Sie sprachen vorhin über die Fidei-Donum-Priester. Um die Perspektive einmal zu drehen: Der zunehmende Priestermangel ist in Deutschland ein großes Thema. Wie ist Ihr Blick darauf, als jemand, der jahrelang in Lateinamerika gelebt hat?
Pater Heinz: Lateinamerika hat ja, wenn man so will, einen Priestermangel seit Beginn an. Es gibt dort diese Riesenpfarreien, die sich jetzt auch bei uns in Deutschland bilden. Eine unserer Aufgaben als Adveniat ist es, die pastoralen Prozesse in Lateinamerika in unsere deutschen Ortskirchen mit einzubringen. Darin sehe ich eine große Chance. Die Bistümer sind ganz verschieden unterwegs. Das ist für mich neu, weil ich ich in den letzten 24 Jahren nicht alles mitbekommen habe, was in Deutschland läuft. Alle durchlaufen einen sehr ernsthaften Prozess, in den die Weltkirche mit eingeschlossen wird. Und ich glaube, als Adveniat können wir etwas dazugeben, weil wir eine gute und positive Erfahrung aus der Kirche von Lateinamerika haben.

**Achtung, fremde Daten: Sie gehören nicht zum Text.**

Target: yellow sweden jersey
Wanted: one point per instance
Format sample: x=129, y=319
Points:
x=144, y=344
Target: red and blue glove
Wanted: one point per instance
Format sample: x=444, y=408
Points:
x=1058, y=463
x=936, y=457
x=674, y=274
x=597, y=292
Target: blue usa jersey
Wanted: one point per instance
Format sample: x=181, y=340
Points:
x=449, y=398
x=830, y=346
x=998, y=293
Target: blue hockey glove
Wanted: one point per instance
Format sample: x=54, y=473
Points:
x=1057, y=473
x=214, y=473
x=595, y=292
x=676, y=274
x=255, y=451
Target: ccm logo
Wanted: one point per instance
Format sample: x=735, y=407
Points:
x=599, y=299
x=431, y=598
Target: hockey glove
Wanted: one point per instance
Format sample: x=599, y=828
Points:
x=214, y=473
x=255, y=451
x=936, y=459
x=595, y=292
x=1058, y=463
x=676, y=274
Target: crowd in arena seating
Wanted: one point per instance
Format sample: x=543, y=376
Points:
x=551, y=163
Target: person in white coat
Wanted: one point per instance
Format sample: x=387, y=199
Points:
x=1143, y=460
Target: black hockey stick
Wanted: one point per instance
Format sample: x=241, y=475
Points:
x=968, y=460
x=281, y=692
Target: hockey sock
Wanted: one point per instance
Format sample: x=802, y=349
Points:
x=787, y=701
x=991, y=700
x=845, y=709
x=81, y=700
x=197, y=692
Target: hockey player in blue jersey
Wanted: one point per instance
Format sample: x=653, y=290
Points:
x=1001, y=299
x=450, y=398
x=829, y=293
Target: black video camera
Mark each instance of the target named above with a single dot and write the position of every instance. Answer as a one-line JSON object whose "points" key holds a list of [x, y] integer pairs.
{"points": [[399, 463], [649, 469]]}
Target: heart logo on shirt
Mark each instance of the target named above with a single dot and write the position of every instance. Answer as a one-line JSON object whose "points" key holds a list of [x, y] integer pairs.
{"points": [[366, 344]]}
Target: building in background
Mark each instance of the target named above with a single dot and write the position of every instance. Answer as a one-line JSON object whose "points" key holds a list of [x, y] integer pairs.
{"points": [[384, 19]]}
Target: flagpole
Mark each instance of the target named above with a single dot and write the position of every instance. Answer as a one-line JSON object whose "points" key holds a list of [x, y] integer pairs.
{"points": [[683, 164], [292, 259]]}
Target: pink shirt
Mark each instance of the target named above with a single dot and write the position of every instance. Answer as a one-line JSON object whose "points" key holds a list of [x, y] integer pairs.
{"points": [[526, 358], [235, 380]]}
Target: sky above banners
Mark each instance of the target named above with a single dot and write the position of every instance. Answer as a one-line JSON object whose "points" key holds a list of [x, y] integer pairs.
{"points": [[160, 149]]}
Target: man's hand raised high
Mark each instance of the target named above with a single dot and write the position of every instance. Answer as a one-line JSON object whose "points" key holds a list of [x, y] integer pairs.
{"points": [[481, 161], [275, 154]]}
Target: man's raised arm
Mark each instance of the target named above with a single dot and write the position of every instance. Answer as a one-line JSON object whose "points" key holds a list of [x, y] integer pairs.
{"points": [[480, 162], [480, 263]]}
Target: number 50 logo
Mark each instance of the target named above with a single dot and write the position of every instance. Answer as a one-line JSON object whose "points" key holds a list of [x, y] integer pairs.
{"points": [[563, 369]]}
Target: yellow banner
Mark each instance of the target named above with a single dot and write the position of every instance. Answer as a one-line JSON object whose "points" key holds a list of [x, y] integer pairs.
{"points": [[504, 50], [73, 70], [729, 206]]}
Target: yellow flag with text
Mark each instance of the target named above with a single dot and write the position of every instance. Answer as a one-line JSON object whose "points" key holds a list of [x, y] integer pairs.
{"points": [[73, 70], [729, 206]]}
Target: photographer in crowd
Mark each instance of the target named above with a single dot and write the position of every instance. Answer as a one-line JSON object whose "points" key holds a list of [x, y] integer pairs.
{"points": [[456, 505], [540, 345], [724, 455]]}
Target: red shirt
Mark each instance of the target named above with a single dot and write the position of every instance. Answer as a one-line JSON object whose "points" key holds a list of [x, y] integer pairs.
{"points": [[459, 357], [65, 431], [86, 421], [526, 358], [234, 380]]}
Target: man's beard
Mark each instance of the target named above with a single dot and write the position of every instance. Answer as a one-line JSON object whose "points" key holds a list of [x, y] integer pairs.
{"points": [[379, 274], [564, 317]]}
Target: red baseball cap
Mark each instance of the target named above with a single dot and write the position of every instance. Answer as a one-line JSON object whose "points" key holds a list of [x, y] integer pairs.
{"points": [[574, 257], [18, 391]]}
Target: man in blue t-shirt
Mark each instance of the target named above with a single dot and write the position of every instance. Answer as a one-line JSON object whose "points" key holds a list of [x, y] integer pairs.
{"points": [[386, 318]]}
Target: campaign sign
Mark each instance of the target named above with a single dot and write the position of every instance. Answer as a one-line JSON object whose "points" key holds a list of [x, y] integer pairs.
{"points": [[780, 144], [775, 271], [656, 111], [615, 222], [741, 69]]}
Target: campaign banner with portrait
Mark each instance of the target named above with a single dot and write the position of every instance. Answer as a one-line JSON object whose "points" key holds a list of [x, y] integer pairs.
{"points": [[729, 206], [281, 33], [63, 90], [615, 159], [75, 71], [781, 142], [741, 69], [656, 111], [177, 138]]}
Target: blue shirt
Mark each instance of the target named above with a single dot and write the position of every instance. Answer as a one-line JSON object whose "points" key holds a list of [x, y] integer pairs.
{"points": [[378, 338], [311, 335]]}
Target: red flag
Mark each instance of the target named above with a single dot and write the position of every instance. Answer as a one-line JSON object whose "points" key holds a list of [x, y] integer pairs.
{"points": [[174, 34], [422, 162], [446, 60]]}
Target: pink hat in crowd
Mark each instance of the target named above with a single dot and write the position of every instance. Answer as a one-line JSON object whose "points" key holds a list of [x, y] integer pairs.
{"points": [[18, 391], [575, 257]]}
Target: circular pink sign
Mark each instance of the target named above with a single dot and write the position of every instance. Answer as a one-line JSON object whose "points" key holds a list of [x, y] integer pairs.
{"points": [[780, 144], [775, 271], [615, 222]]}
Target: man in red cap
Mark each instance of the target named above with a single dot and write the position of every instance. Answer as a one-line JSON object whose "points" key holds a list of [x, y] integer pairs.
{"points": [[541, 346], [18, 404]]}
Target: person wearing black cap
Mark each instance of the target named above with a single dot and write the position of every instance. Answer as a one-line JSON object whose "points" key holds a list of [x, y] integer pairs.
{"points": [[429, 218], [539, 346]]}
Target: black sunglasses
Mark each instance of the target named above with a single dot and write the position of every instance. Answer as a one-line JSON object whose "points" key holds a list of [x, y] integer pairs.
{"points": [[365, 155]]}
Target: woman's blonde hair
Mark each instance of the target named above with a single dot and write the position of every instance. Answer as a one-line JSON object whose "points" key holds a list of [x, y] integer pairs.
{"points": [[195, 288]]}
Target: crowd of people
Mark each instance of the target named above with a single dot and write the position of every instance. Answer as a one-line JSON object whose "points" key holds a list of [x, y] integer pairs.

Mit Blick auch auf die bevorstehende Amazonas-Synode: Haben Sie eine Erwartungshaltung, angesichts der Diskussion über die „viri probati“, die Zulassung verheirateter Männer zur Priesterweihe?
Pater Heinz: Also ich denke, das wird sicherlich eine Sache sein, die kommen wird. Eine Prognose, wann – das ist eine andere Frage.
Kann die deutsche Kirche etwas von der Südamerikas lernen?
Pater Heinz: Ja, ich glaube schon. Da ist vor allem der Ansatz der integralen Pastoral. Nennen Sie es Basisgemeinden oder kleine christliche Gemeinschaften – in den Ortsgemeinden Lateinamerikas finden wir eine sehr lebensnahe Sozialform der Kirche, die versucht, den Menschen als Ganzen zu sehen. Da geht es nicht nur um Sakramente und Gottesdienst, sondern darum, wirklich zu sehen: Hier steht oder sitzt jemand vor mir, und der hat dieses oder jenes Bedürfnis. Und das ist ihm eben jetzt ebenso wichtig oder sogar wichtiger als andere Dinge. Dann schicke ich ihn eben nicht in irgendein Büro oder da- oder dorthin. Sondern es ist die Pfarrei und die Gemeinschaft, die auch auf solche Sachen und Bedürfnisse antworten kann. In dem Bereich könnte die deutsche Ortskirche einiges von Lateinamerika lernen, weil hierzulande – nach meiner Wahrnehmung – oft zu stark getrennt wird: also einerseits Caritas oder das Soziale und andererseits Sakramente und Gottesdienst. Dass man das nicht überall als Ganzes zusammensieht – ich denke, das ist das Problem.